« Tremblement de table »
Dans le cadre d’un projet à l’Ensad sur les risques majeurs avec le Ministère de l’écologie et de la prévention des risques, je me suis intéressée à la menace des tremblements de terre qui ne sont pas prévisibles et dont la France n’est pas à l’abri.
Notre civilisation se construit pendant des années et des années sur la couette (croûte ) de la terre, et lorsque celle-ci se retourne sans avertir, nos villes s’effondrent, laissant de graves conséquences : atteintes aux personnes (perte de vies), atteinte aux biens (détériorations et dommages aux bâtiments et ouvrages), atteintes à l’environnement.
Mais un séisme ne tue que par l’écroulement d’immeubles et d’ouvrages, et par des mouvements de terrains qu’il provoque.
D’où la nécessité de règles parasismiques qui ont comme objectif la sauvegarde de vies humaines en limitant la casse.
Il me semblait important de sensibiliser les gens à la construction parasismique, qui prend en compte simultanément plusieurs facteurs à gérer :
la nature des sols, la typologie de la construction, le choix des matériaux, l’historique du lieu, le type de tremblement de terre…
Le risque du séisme est la confrontation d’un aléa avec des enjeux. J’ai donc conçu et réalisé un dispositif sous forme de « table vibrante » miniature, dont les paramètres amplitude/fréquence sortent au hasard.

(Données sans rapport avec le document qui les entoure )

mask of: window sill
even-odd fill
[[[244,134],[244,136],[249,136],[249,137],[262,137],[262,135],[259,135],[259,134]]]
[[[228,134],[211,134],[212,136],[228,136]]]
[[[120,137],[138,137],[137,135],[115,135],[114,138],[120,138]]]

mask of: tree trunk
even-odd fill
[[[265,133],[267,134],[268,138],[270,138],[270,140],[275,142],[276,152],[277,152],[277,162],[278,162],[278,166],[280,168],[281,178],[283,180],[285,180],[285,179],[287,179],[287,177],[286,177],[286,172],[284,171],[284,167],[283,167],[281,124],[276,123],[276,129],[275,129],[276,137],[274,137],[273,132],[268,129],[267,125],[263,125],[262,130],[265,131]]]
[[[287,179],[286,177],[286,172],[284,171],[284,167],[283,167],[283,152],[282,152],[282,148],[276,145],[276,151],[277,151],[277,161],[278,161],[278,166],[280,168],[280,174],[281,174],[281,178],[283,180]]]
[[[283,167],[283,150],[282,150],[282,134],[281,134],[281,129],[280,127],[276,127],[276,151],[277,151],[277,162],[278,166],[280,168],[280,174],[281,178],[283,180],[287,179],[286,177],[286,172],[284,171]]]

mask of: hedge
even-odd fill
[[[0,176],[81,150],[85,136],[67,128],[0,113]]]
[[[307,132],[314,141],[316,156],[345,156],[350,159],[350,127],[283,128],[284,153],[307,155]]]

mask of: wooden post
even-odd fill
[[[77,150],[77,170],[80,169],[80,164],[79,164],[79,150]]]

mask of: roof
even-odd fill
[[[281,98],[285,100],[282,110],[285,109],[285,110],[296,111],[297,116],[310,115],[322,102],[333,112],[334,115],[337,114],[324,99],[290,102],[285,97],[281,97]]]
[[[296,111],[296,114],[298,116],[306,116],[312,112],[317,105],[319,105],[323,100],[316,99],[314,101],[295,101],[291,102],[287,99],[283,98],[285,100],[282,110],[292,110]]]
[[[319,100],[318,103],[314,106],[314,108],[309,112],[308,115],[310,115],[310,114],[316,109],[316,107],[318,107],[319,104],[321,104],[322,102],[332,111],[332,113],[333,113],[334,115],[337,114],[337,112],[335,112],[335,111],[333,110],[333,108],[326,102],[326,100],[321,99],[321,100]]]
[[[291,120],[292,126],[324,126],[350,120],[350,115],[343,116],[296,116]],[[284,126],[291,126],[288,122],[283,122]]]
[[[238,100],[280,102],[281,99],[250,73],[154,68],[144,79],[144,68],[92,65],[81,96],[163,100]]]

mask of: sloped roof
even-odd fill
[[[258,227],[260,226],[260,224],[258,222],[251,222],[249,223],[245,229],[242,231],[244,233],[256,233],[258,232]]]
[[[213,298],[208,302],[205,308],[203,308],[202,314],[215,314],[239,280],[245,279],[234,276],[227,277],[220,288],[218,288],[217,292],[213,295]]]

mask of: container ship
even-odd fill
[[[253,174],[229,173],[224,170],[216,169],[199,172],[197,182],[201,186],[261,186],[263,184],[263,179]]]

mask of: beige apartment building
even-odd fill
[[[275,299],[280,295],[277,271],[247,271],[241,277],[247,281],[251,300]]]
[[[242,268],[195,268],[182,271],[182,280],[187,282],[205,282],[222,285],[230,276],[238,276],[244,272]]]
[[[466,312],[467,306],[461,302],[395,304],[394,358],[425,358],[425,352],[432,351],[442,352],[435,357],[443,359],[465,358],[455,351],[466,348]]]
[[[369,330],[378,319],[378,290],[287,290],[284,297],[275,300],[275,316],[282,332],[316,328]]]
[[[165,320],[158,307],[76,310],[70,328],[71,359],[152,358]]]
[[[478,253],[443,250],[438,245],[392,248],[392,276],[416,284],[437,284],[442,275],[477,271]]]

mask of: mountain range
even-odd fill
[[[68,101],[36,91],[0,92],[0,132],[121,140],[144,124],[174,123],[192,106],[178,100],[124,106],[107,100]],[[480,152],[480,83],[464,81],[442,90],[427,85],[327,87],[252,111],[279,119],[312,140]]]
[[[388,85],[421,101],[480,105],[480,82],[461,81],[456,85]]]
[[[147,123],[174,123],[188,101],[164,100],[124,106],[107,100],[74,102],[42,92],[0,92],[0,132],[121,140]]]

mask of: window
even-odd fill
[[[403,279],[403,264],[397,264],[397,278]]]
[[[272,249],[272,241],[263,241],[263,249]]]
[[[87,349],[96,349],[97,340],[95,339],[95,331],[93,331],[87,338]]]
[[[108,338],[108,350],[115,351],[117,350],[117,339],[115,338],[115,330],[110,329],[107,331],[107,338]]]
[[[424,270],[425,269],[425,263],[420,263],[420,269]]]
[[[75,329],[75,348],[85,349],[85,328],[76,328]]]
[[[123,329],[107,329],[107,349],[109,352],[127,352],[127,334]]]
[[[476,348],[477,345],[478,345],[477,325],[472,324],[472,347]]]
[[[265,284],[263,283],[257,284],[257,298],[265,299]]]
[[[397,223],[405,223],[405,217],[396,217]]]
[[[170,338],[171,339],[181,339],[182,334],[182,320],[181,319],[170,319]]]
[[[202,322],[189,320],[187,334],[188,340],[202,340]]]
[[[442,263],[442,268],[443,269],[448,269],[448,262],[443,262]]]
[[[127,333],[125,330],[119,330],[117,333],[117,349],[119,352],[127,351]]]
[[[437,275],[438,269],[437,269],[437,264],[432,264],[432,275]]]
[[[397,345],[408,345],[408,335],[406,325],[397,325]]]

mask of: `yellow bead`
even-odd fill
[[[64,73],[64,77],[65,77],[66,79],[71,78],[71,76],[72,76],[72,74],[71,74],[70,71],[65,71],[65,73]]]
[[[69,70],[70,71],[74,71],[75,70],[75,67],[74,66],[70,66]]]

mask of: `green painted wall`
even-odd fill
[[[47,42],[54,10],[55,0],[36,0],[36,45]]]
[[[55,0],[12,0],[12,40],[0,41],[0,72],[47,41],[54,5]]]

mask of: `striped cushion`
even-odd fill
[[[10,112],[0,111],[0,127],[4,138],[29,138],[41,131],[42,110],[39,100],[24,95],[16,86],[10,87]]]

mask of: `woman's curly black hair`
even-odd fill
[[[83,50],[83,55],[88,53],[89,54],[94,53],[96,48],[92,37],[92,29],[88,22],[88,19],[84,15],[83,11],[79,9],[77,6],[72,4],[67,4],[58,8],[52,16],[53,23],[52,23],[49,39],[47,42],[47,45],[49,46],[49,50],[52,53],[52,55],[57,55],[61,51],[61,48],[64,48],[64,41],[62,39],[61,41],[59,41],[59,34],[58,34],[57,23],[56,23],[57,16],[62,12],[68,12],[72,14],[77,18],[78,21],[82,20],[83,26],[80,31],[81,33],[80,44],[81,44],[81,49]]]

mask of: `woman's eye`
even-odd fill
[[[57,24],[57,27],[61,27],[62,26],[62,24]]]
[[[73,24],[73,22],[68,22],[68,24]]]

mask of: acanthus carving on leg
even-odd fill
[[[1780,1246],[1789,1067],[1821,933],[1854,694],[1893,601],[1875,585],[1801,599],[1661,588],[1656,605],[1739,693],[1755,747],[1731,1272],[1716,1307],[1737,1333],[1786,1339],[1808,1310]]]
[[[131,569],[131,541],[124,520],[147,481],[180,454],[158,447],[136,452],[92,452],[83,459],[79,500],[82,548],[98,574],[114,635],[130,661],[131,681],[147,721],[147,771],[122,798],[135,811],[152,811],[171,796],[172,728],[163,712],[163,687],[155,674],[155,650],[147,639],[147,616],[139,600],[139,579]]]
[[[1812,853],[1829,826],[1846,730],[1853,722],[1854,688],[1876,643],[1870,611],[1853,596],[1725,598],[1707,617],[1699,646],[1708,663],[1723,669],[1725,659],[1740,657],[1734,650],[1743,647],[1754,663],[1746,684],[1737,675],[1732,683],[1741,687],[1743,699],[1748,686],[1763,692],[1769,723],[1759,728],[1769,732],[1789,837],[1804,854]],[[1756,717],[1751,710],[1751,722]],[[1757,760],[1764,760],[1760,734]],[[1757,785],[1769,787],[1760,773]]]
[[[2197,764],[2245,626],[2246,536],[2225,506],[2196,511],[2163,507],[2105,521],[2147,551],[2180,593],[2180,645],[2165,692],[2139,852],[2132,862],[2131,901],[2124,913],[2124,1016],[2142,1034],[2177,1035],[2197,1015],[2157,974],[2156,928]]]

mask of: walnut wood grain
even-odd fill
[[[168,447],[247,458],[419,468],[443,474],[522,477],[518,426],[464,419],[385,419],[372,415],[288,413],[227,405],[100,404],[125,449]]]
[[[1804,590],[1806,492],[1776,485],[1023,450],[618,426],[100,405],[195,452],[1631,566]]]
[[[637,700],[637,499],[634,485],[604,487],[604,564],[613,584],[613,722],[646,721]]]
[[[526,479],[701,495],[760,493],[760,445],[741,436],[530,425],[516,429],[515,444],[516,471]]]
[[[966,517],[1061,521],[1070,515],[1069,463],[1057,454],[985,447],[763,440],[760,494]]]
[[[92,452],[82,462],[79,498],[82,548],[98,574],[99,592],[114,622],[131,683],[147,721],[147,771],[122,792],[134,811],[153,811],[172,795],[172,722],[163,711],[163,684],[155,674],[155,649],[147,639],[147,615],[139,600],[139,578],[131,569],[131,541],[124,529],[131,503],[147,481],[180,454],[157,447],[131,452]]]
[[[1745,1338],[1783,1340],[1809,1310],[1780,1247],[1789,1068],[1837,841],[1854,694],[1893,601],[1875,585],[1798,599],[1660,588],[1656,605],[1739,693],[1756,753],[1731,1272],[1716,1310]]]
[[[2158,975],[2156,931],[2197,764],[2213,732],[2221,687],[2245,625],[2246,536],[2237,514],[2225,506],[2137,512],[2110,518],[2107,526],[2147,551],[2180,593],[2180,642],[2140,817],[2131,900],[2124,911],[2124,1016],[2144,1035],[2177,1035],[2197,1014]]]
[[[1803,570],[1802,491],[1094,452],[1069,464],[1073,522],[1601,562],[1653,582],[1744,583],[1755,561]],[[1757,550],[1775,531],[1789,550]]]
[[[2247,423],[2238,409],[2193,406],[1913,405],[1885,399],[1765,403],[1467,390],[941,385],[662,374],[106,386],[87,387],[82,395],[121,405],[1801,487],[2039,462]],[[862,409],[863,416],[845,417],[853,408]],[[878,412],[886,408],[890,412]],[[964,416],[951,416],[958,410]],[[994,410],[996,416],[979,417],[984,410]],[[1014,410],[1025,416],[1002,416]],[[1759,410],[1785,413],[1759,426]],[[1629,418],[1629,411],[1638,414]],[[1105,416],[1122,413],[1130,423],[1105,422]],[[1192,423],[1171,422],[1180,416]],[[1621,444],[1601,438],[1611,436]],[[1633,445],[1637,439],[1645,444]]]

Les petites architectures imaginaires sont construites en morceaux de sucre simulant des briques.
Le tremblement de terre se traduit en surface par des vibrations du sol.
La vibration de ma table est crée par une perceuse / visseuse attachée en dessous, qui fait tourner une plaque présentant un balourd constitué par des vis en positions décentré.
Une chambre à air permet d’absorber le trop de vibration.
Les phénomènes de résonance entre sol et bâtiments sont applicables à petite échelle, car on sait que lorsque la fréquence de résonance propre au bâtiment est proche de celle du sol, il y a amplification des mouvements sismiques transmis par le sol et l’immeuble s’effondre.
Cette théorie est illustrée par une latte métallique que j’ai fixée sur la table. Observez les nœuds et les ventres de l’onde. (photos)
J’ai fait une série d’expériences en laissant libre cours à mon imagination.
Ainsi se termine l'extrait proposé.